Hi,
It is mentioned in the documentation of an LSTM, that if batch_first = True
for pack_padded_sequence
input to LSTM (bi-directional), the last hidden state output is also of shape (batch, num_directions, hidden_size)
. However, the output of the last hidden state appears to be of shape (num_directions, batch, hidden_size)
, even though batch_first
is set to true.
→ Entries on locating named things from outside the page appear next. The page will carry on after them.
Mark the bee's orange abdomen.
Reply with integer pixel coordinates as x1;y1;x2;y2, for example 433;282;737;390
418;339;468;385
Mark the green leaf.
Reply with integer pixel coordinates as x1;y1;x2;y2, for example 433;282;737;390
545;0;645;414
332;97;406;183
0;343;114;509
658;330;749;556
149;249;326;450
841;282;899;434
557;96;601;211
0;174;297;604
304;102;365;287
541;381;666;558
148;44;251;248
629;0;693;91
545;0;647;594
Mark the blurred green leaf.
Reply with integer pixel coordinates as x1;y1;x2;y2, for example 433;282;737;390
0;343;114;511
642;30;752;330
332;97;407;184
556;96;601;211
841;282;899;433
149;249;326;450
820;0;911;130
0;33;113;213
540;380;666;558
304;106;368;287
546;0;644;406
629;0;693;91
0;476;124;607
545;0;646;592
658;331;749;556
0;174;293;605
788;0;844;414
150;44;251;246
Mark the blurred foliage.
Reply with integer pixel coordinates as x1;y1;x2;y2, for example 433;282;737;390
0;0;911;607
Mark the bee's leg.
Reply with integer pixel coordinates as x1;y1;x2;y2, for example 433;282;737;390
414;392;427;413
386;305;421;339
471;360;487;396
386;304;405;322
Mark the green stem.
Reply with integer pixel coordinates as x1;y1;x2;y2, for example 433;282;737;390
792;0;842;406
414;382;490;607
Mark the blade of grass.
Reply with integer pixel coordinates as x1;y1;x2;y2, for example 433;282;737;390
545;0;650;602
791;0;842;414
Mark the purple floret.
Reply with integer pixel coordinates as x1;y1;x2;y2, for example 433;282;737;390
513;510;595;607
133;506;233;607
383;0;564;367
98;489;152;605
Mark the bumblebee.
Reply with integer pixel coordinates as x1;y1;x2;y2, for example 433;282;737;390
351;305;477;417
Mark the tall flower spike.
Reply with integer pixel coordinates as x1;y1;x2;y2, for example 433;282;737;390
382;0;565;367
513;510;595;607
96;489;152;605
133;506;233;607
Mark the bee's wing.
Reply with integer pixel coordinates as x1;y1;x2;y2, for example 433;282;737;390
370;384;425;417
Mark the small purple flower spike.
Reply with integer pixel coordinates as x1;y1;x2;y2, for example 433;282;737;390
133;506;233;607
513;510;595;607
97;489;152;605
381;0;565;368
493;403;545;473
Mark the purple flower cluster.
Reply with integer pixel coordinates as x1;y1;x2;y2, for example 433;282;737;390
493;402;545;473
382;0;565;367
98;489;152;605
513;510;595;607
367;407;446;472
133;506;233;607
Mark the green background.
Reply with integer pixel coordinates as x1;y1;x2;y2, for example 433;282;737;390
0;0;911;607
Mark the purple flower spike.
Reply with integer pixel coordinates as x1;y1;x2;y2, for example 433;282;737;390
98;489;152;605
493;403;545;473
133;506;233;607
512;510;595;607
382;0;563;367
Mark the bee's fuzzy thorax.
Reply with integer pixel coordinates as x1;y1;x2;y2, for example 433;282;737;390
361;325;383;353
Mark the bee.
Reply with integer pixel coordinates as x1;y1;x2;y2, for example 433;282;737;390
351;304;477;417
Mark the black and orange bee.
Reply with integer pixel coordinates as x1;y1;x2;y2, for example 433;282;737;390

This is the code:
import torch
from torch.nn.utils.rnn import pack_padded_sequence, pad_packed_sequence, PackedSequence
from torch import nn
sequences = torch.FloatTensor([[1, 2, 0, 0, 0, 0], # length 2
[3, 4, 5, 0, 0, 0], # length 3
[5, 6, 0, 0, 0, 0], # length 2
[8, 9, 10, 11, 12, 0]
]) # length 5
seq_lengths = torch.LongTensor([2, 3, 2, 5])
rnn = nn.LSTM(1, 5,
batch_first=True,
bidirectional = True)
packed_sequences = pack_padded_sequence(sequences.unsqueeze(2),
lengths=seq_lengths,
batch_first=True,
enforce_sorted=False)
rnn_output, (hn,cn) = rnn(packed_sequences)
print(hn.shape) # torch.Size([2, 4, 5]). It should be torch.Size([4, 2, 5])?